A atriz Sônia Braga, por exemplo, perdeu ação que moveu na Justiça contra a Globo reprise de “Dancin’Days”, de 1979, no canal Viva. Embora o grupo Globo sempre sustente que paga todos os direitos de imagem e autorais devidos, o Viva não existia na época da produção, e portanto a veiculação da obra não era prevista nos contratos da ocasião com autores e atores.

O mesmo, no entanto, não ocorre com os direitos musicais, que são protegidos por legislação própria via Ecad. Não é à toa que esse quesito sempre é o fator que mais dificulta as decisões da Globo na hora de definir as produções a serem reprisadas no canal pago e no seu serviço de streaming.

“Durante a pandemia, esta realidade se tornou ainda mais evidente quando muitos criadores precisaram do auxílio financeiro oferecido pelo governo para sobreviver, enquanto canais e plataformas lucravam com a exibição de suas criações e não pagavam nada por isso, conclui Back.

“As sociedades de gestão esperam que com a retomada dos investimentos e das políticas para o audiovisual pelo Estado brasileiro e da interlocução com o Executivo, também o Congresso se sensibilize para este desequilíbrio em nosso mercado audiovisual, setor que gera mais recursos ao País do que a indústria farmacêutica”, diz o presidente da DBCA, Henrique de Freitas Lima.

Além de Maldonado, Freitas Lima e Dottori, também estarão no congressos Klemen Dvornik, diretor e roteirista que é presidente da AIPA, organização eslovena de direitos autorais; Yoon Jung Lee, diretora e roteirista que é vice-presidente da DGK, que representa diretores coreanos; Anjum Rajabali, roteirista que é presidente da SRAI (Roteiristas Audiovisuais da Índia); Laza Razanajatovo, diretor e roteirista que é presidente da APASER (Aliança Pan-africana de Roteiristas e Diretores), entre outras renomadas grifes do mercado mundial.

O que é o direito à remuneração pela comunicação pública da obra

É o direito do(a) autor(a) da obra audiovisual ser remunerado(a) pelas diversas exibições da sua obra. Cada exibição na TV aberta ou canais fechados, no cinema ou no streaming, por exemplo, deveria render ao autor da obra uma remuneração adicional ao pagamento fixo recebido no momento da contratação. E essa remuneração corresponde ao sucesso da obra. O reconhecimento desse direito já ocorre em países como Espanha, França, Chile, Colômbia e Argentina, mas não no Brasil.

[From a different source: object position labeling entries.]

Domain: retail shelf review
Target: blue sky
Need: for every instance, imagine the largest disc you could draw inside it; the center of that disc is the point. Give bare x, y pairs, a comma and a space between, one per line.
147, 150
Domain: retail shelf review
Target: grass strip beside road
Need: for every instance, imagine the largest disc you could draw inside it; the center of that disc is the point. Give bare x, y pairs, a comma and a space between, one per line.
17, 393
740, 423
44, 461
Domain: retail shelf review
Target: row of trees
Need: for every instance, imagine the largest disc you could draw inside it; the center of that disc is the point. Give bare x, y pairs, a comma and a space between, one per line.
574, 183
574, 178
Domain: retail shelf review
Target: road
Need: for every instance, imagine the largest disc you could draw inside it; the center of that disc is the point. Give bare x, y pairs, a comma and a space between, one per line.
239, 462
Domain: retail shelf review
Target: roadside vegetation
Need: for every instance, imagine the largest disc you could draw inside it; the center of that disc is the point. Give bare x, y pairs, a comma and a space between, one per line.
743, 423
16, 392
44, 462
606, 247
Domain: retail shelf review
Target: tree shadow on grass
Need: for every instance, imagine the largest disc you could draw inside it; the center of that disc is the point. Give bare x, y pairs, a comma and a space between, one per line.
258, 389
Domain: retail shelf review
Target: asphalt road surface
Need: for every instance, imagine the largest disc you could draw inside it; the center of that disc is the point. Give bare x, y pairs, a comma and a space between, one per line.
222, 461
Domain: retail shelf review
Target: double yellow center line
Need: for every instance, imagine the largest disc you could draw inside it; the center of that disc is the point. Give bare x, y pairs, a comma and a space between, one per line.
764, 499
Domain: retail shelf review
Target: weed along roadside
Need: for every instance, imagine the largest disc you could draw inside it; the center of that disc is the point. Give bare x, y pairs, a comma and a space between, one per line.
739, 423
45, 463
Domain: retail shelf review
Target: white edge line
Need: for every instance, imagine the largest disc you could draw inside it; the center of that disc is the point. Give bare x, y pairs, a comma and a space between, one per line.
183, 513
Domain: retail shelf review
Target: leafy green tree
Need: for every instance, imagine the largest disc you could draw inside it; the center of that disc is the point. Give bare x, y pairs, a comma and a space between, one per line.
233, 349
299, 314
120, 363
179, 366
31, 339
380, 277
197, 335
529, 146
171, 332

Nos Estados Unidos, os roteiristas contam com um sindicato forte na categoria, o WGA (Wrieters Guild Association), que já teve grandes conquistas após ameaçar paralisar Hollywood e as empresas de streaming com greves, recurso que segue funcionando para atualizar os direitos de remuneração de seus criadores. Mas as empresas de streaming seguem fazendo no Brasil o que não ousam praticar por lá.